I hope my fears are unfounded. I agree with Gilbert Doctorow that the Ukraine-Russia war separates the sheep from the goats, that there is no middle ground. This is not to celebrate war and the death of innocent people, but it does demand placing the blame squarely where it belongs and not trying to have it both ways. People like him, John Mearsheimer, the late badly missed Stephen Cohen, Ray McGovern, Oliver Stone (see his 2016 film Ukraine on Fire), Scott Ritter, Pepe Escobar, Patrick Lawrence, Jack Matlock, Ted Postol, et al. are all cutting through the propaganda and delivering truth in opposition to all the lies. They go gentle with fears of nuclear war, however, as if it is somewhat possible but highly unlikely, as if their deepest thoughts are unspeakable, for to utter them would be an act of despondency.
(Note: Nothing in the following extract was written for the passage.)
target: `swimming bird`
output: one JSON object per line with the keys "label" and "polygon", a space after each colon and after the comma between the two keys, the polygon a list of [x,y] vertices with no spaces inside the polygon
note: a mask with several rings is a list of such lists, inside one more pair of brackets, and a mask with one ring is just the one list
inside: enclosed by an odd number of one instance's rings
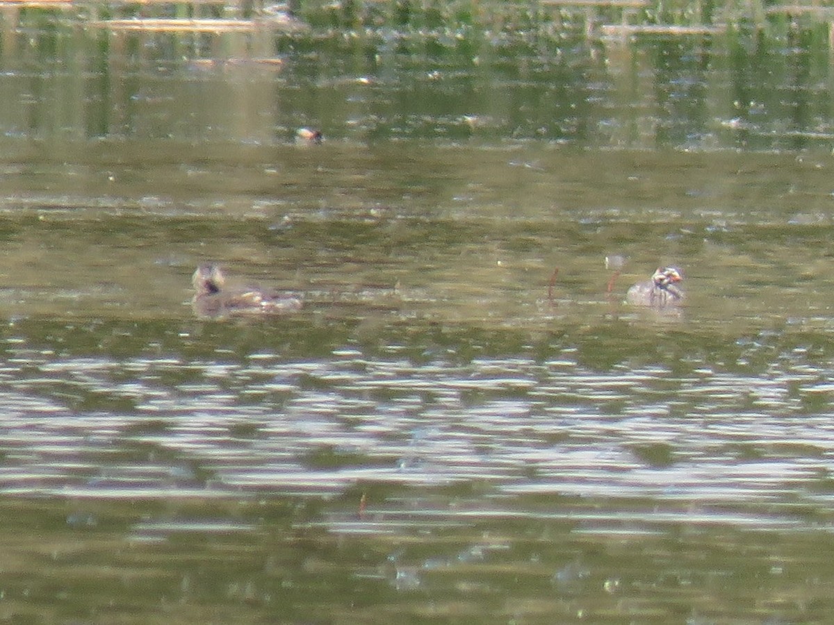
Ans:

The consensus of the experts tends to be that the U.S. wishes to draw the Russians into a long protracted guerrilla war along the lines of its secret use of mujahideen in Afghanistan in 1979 and after. There is evidence that this is already happening. But I think the U.S. strategists know that the Russians are too smart for that; that they have learned their lesson; and that they will withdraw once they feel they have accomplished their goals. Therefore, from the U.S./NATO perspective, time is reasonably short and they must act quickly, perhaps by doing a false flag operation that will justify a drastic response, or upping the tempo in some other way that would seem to justify the use of nuclear weapons, perhaps tactical at first.
I appreciate the input of the Russia experts I mentioned above. Their expertise dwarfs mine, but I disagree. Perhaps I am an excitable sort; perhaps I am one of those Patrick Lawrence refers to, quoting Carl Jung, as too emotional and therefore incapable of clear thinking. (I will leave the issue of this long held but erroneous western philosophical belief in the division of emotions and thoughts for another day.) Perhaps I can’t see the obvious that a nuclear war will profit no one and therefore it cannot happen. Yet Ted Postol, MIT professor of technology and international security, while perhaps agreeing that an intentional nuclear war is very unlikely, has been warning of an accidental one for many years. He is surely right on that score and well worth listening to.
But either way, I am sorry to say, perhaps because my perspective is that of a generalist, not an expert, and my thinking is informed by art as much as social science and history, my antennae pick up a very disturbing message. A voice tells me that the danger is very, very real today. It says:
Beware, we are on the edge of a nuclear abyss.